Impressive service earns waitress managerial job at top Thai company

A few months ago, she was a waitress in Kigali. Elina Uwizeyimana, 22, from Muhima sector in Kigali; formerly a junior waitress at the Kigali Serena Hotel, recently caught the eye of a customer, who recruited her as a manager for the company she will set up in Kigali this year. 
Uwizeyimana during the interview before she jetted out of the country. Service with a personal touch has landed her a juicy job. The New Times / Ben Gasore.
Uwizeyimana during the interview before she jetted out of the country. Service with a personal touch has landed her a juicy job. The New Times / Ben Gasore.

A few months ago, she was a waitress in Kigali. Elina Uwizeyimana, 22, from Muhima sector in Kigali; formerly a junior waitress at the Kigali Serena Hotel, recently caught the eye of a customer, who recruited her as a manager for the company she will set up in Kigali this year. 

Uwizeyimana’s star shone when she was serving Narierut Pantong, the managing director, Nisco Group, a Thailand-based trading company dealing in Thai foods. Pantong was part of a business delegation from Asia that was looking for investment opportunities in Rwanda in January this year during the Rwanda Calling event.

“Pantong later told me that she was impressed with my service; ‘I thought you are just the best person to manage my business’ she told me. However, I will first go for a six-month training course at her company in Bangkok, Thailand to learn more about how the firm operates, among other things,” she explains.

Uwizeyimana left for Thailand a fortnight ago to begin the training and will return as the manager of Nisco Trading Company, which will be dealing in Thai food in Kigali. She is upbeat that this is just the beginning, noting that as a waitress, she always worked like the business is hers. 

“I think that’s why one can easily notice the difference between me and my colleagues,” she says. 

 Genocide survivor

It is like Uwizeyimana was saved from the 1994 Genocide against the Tutsi for a purpose. The then two-year-old and her young step-brother survived the Genocide in which her parents and siblings died.

Uwizeyimana was to ‘shed off’ the traumatising experience and focus on rebuilding her life for the better, which has seen her add huge milestones to her name. She says after completing secondary education at King David Academy in Kigali in 2011, she did multiple contractual jobs in the hospitality industry.

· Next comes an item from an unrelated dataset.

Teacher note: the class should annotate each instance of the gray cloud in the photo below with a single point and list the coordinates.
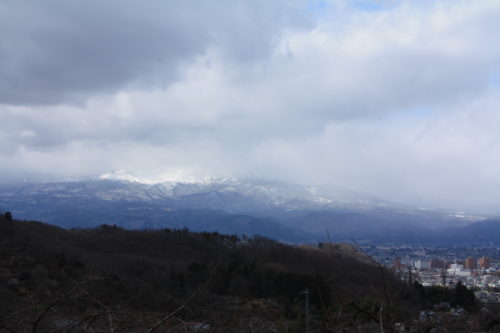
(397, 101)
(56, 51)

“With the training I had, I knew I could do well in the hospitality sector,” she narrates. 

Uwizeyimana says she used some of the money she earned to enrol for hospitality sector-related hands-on courses to improve her skills and pay her brother’s school fees. Her efforts paid off when she landed a job at Kigali Serena Hotel, as a waitress. She had previously worked with Inyange Industries.

But it is at Serena that Uwizeyimana has made her biggest breakthrough, thanks to her hard work and impressive service. 

She is hopeful that besides promoting Thai food consumption in Rwanda, she will be able to also convince other investors to give Rwandan youth opportunities where they can exploit their potential and help the country achieve its economic goals.

“This is an eye-opener for me and I hope to inspire and commit towards helping other youth, especially Genocide survivors like me, to believe in their abilities and work hard to maximise their potential,” she says.

She urges youth, especially girls, never to shun any job, have a positive attitude and work diligently to achieve their dreams.